I've noted where they are in the spreadsheet. See my point above as well about them being not UI images and not having text (so therefore do not need localisation, or captioning).

And I was thinking maybe we could just render the "Publish changes..." button the same way the visual editor does, and therefore we wouldn't need translations there, because we already have them. Is that a possible way to do it? Or should we just draw it ourselves and translate its contents ourselves, so that we can make it look the same as the real "Publish changes..." button?

I think we could reference the "Publish changes" message key and render a button, but this is now getting a lot more complicated, because you need to know to render the button in a certain way (with progressive, primary styling).

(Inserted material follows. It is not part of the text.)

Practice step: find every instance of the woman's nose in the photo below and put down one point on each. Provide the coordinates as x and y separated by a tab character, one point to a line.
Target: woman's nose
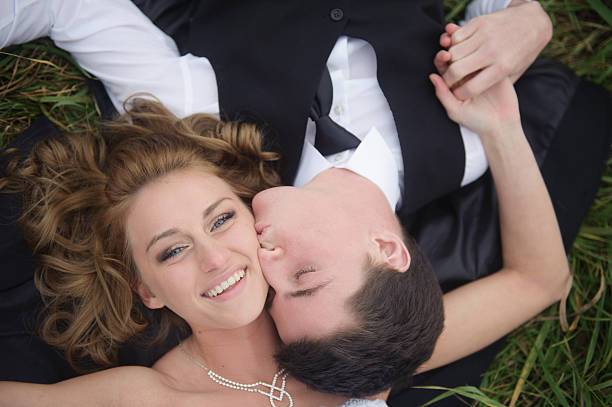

Also, I mentioned this in a comment in Zeplin (side note: should we be Zeplin for comments?) but do you want the user to actually be able to click "Publish changes" and have that function, or will clicking on that be a no-op and they have to know to click the real Publish Changes button elsewhere on the page. If we want it to actually "Publish changes", we should talk because that will add a lot more complexity. If we don't want it to publish the changes, then will we confuse users?

I've noted where they are in the spreadsheet. See my point above as well about them being not UI images and not having text (so therefore do not need localisation, or captioning).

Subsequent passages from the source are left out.